Professor Gerald B. Downes rushes into his laboratory, his mind whirring with possibilities for research that could lead to cures for diseases. “Sometimes I forget to say, ‘Hi,’” says the professor of neurobiology. “I just say, ‘Here is what we need to do.’”
Downes obviously is a man on a mission—actually several missions. With the help of a 10-member lab team and thousands of zebrafish, an ideal animal for studying neurobiology, Downes investigates neurological diseases with an eye toward finding treatments. As a professor, he wants to do more than teach biology; he wants his students to be critical and strategic thinkers. He selects undergraduates and offers them meaningful research experiences that give them an advantage in applying to medical school, graduate school, or the workforce. It is also important to him to reach out to the community to give young people an image of a scientist unlike Einstein or Doc Brown from the Back to the Future movies.

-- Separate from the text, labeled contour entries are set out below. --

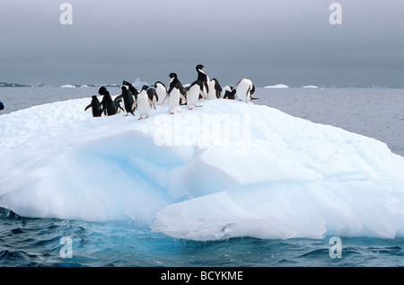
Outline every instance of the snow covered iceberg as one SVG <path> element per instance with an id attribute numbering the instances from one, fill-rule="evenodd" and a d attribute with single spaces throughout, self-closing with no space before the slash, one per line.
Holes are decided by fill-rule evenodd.
<path id="1" fill-rule="evenodd" d="M 0 117 L 0 206 L 194 240 L 404 236 L 404 158 L 382 142 L 236 101 L 137 120 L 90 100 Z"/>

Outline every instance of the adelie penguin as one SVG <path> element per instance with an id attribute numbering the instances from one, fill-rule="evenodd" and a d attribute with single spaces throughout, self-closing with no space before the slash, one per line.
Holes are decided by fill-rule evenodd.
<path id="1" fill-rule="evenodd" d="M 205 71 L 202 70 L 205 67 L 202 65 L 198 65 L 195 69 L 197 69 L 198 72 L 198 79 L 202 82 L 203 85 L 203 99 L 206 99 L 206 95 L 209 93 L 209 76 L 205 73 Z"/>
<path id="2" fill-rule="evenodd" d="M 147 85 L 143 86 L 142 91 L 137 95 L 137 100 L 136 101 L 137 111 L 140 115 L 138 120 L 142 120 L 143 116 L 146 116 L 145 119 L 149 118 L 152 106 L 155 109 L 154 102 L 147 94 L 147 89 L 149 89 Z"/>
<path id="3" fill-rule="evenodd" d="M 102 110 L 100 100 L 98 100 L 98 97 L 96 95 L 92 95 L 92 102 L 87 107 L 85 107 L 84 111 L 92 108 L 92 117 L 101 117 L 102 115 Z"/>
<path id="4" fill-rule="evenodd" d="M 132 95 L 135 96 L 135 100 L 137 99 L 137 94 L 139 94 L 139 91 L 136 88 L 135 88 L 134 85 L 132 85 L 130 83 L 125 80 L 122 82 L 122 85 L 127 86 L 127 89 L 129 89 L 129 91 L 132 93 Z"/>
<path id="5" fill-rule="evenodd" d="M 187 91 L 187 105 L 188 110 L 192 111 L 192 106 L 202 107 L 198 105 L 199 101 L 199 94 L 202 93 L 203 85 L 200 80 L 197 80 L 192 83 L 189 89 Z"/>
<path id="6" fill-rule="evenodd" d="M 167 87 L 164 85 L 164 84 L 161 81 L 157 81 L 154 83 L 154 90 L 155 94 L 157 95 L 157 105 L 162 105 L 162 102 L 165 101 L 167 97 Z"/>
<path id="7" fill-rule="evenodd" d="M 187 94 L 187 89 L 184 88 L 182 84 L 178 79 L 177 74 L 176 73 L 171 73 L 171 74 L 169 74 L 169 77 L 171 79 L 170 79 L 170 84 L 169 84 L 168 94 L 170 94 L 171 93 L 172 89 L 174 88 L 174 85 L 178 85 L 178 88 L 180 90 L 180 93 L 182 94 L 182 96 L 185 96 L 185 94 Z M 185 103 L 186 103 L 185 101 L 181 102 L 181 104 L 185 104 Z"/>
<path id="8" fill-rule="evenodd" d="M 223 89 L 222 89 L 221 97 L 223 99 L 234 100 L 234 98 L 235 98 L 235 92 L 236 92 L 236 90 L 234 89 L 234 87 L 230 86 L 230 85 L 226 85 L 226 86 L 223 87 Z"/>
<path id="9" fill-rule="evenodd" d="M 115 101 L 112 100 L 110 92 L 107 90 L 107 88 L 105 88 L 105 86 L 101 86 L 98 89 L 98 94 L 103 96 L 100 103 L 100 106 L 101 108 L 101 112 L 103 112 L 104 115 L 106 116 L 115 115 L 119 111 L 119 109 L 125 111 L 119 105 L 121 100 L 120 99 Z"/>
<path id="10" fill-rule="evenodd" d="M 180 85 L 179 83 L 175 83 L 172 85 L 172 88 L 171 88 L 171 92 L 167 96 L 167 104 L 169 107 L 169 113 L 171 115 L 174 114 L 174 111 L 176 111 L 177 112 L 180 112 L 180 99 L 182 99 L 184 102 L 186 102 L 184 95 L 180 93 L 181 86 L 182 85 Z"/>
<path id="11" fill-rule="evenodd" d="M 213 99 L 219 99 L 220 94 L 222 93 L 222 86 L 220 86 L 219 82 L 216 78 L 212 79 L 209 81 L 209 92 L 207 93 L 207 99 L 213 100 Z"/>
<path id="12" fill-rule="evenodd" d="M 145 89 L 146 93 L 147 93 L 147 96 L 149 96 L 149 99 L 154 102 L 154 109 L 155 109 L 155 102 L 159 100 L 159 97 L 155 92 L 154 87 L 149 87 L 147 85 L 144 85 L 142 90 Z"/>
<path id="13" fill-rule="evenodd" d="M 135 116 L 135 96 L 127 86 L 121 86 L 120 90 L 122 90 L 122 94 L 118 95 L 115 98 L 115 101 L 120 100 L 121 98 L 123 99 L 125 111 L 127 111 L 127 114 L 124 116 L 127 116 L 129 113 Z"/>
<path id="14" fill-rule="evenodd" d="M 251 80 L 243 78 L 238 84 L 234 85 L 236 90 L 236 97 L 239 101 L 249 102 L 251 99 L 251 94 L 255 92 L 255 86 Z"/>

At 45, he has made quick work toward his goals. In one breakthrough, his experiments found zebrafish models that can be used to develop new treatments for maple syrup urine disease (MSUD), a rare neurometabolic disorder that can be fatal. He is establishing new animal models to study epilepsy and a disorder that combines symptoms of autism and epilepsy. Last year, he and colleagues were awarded an $824,000 grant from the National Science Foundation (NSF) to study zebrafish to better understand how the brain stem controls movement. The research uses an integrated genetic, molecular, cellular, and behavioral approach to reveal how brain stem neurons integrate sensory information and control locomotion. Basic research into cellular and molecular mechanisms of brain circuitry is essential to deeper understanding of how brains work, leading to new therapies to treat neurological disease.